Mon. Jun 8th, 2026

Nigeria’s upstream oil sector is reeling from its sharpest monthly drilling contraction in recent memory, with the country shedding five active rigs in a single month and raising urgent alarms over future crude output and government revenue. A new report by the African Energy Council (AEC) reveals that Nigeria’s active rig count plummeted from 17 in March to just 12 in April 2026 — a decline of nearly 30 percent within 30 days. The collapse compounds an already troubling downward trend: the rig count had already slipped from 15 in 2024 to 13 in 2025, meaning a substantial volume of potential crude production was never drilled.

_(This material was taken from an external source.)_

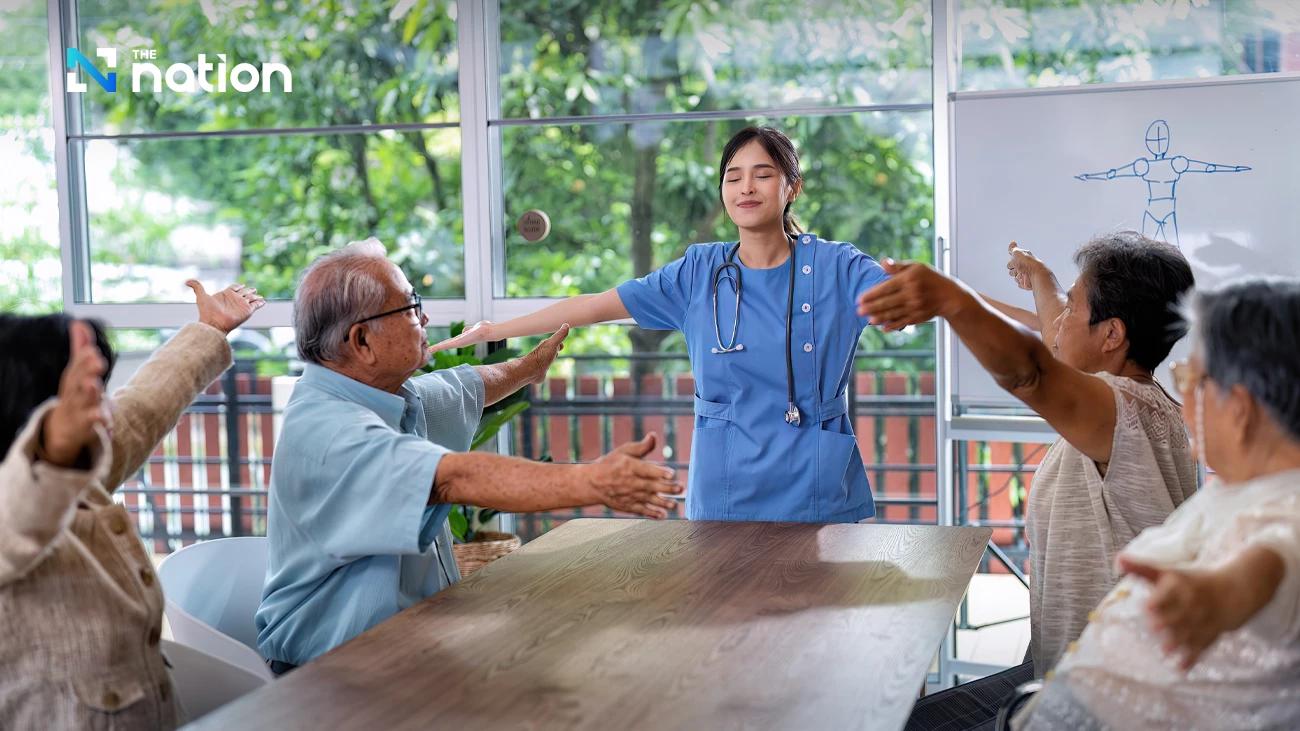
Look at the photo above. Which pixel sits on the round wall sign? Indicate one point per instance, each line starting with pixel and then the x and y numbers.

The timing could not be worse. The Federal Government’s 2026 budget anchors on a production benchmark of 1.84 million barrels per day (bpd), yet actual output stood at only 1.48 million bpd in April 2026 — a shortfall that directly eats into oil revenues, which account for roughly 60 percent of government earnings.

The AEC pulled no punches in its assessment: ‘A 41.7 percent single-month rig count collapse, compounding revenue losses exceeding $3.1 billion, and a widening gap between NNPC’s 2030 ambitions and ground-level drilling activity signal a sector in structural distress rather than a cyclical downturn.’

The Council noted a significant discrepancy in the numbers — the Nigerian Upstream Petroleum Regulatory Commission (NUPRC) reported 31 active rigs in the same period, while OPEC placed the figure at 12, a gap it attributed to differing methodologies over whether standby rigs are counted as active. Both figures, the AEC stressed, point unmistakably in the same direction.

Structural rot runs deep. Many Nigerian oil fields are between 40 and 50 years old and are experiencing natural production decline. Without sustained workover programmes and fresh investments, more assets risk becoming uneconomic and shutting down entirely. Chronic crude theft, pipeline vandalism, and lingering insecurity in the Niger Delta continue to drive operators out of high-risk locations, while the exit of international oil companies from onshore assets has created a void that indigenous operators have yet to fully fill. Regulatory friction is making things worse. Slow implementation of the Petroleum Industry Act (PIA), licensing delays, and contract approval bottlenecks are discouraging new drilling commitments.

To pull the sector back from the brink, the AEC urged the government to fast-track PIA fiscal incentives for deepwater exploration and gas monetisation, strengthen Niger Delta security through community engagement and modern pipeline surveillance, and accelerate approvals for indigenous operators absorbing divested IOC assets. It also called for channelling gas flare revenues into upstream field rehabilitation and harmonising Nigeria’s rig-count reporting with OPEC to improve policy planning.

‘While Africa drills forward, Nigeria drills back,’ the Council warned. ‘Without urgent policy action, Nigeria risks permanently ceding both its relevance within OPEC and its opportunity to monetise reserves before the global energy transition narrows that window.’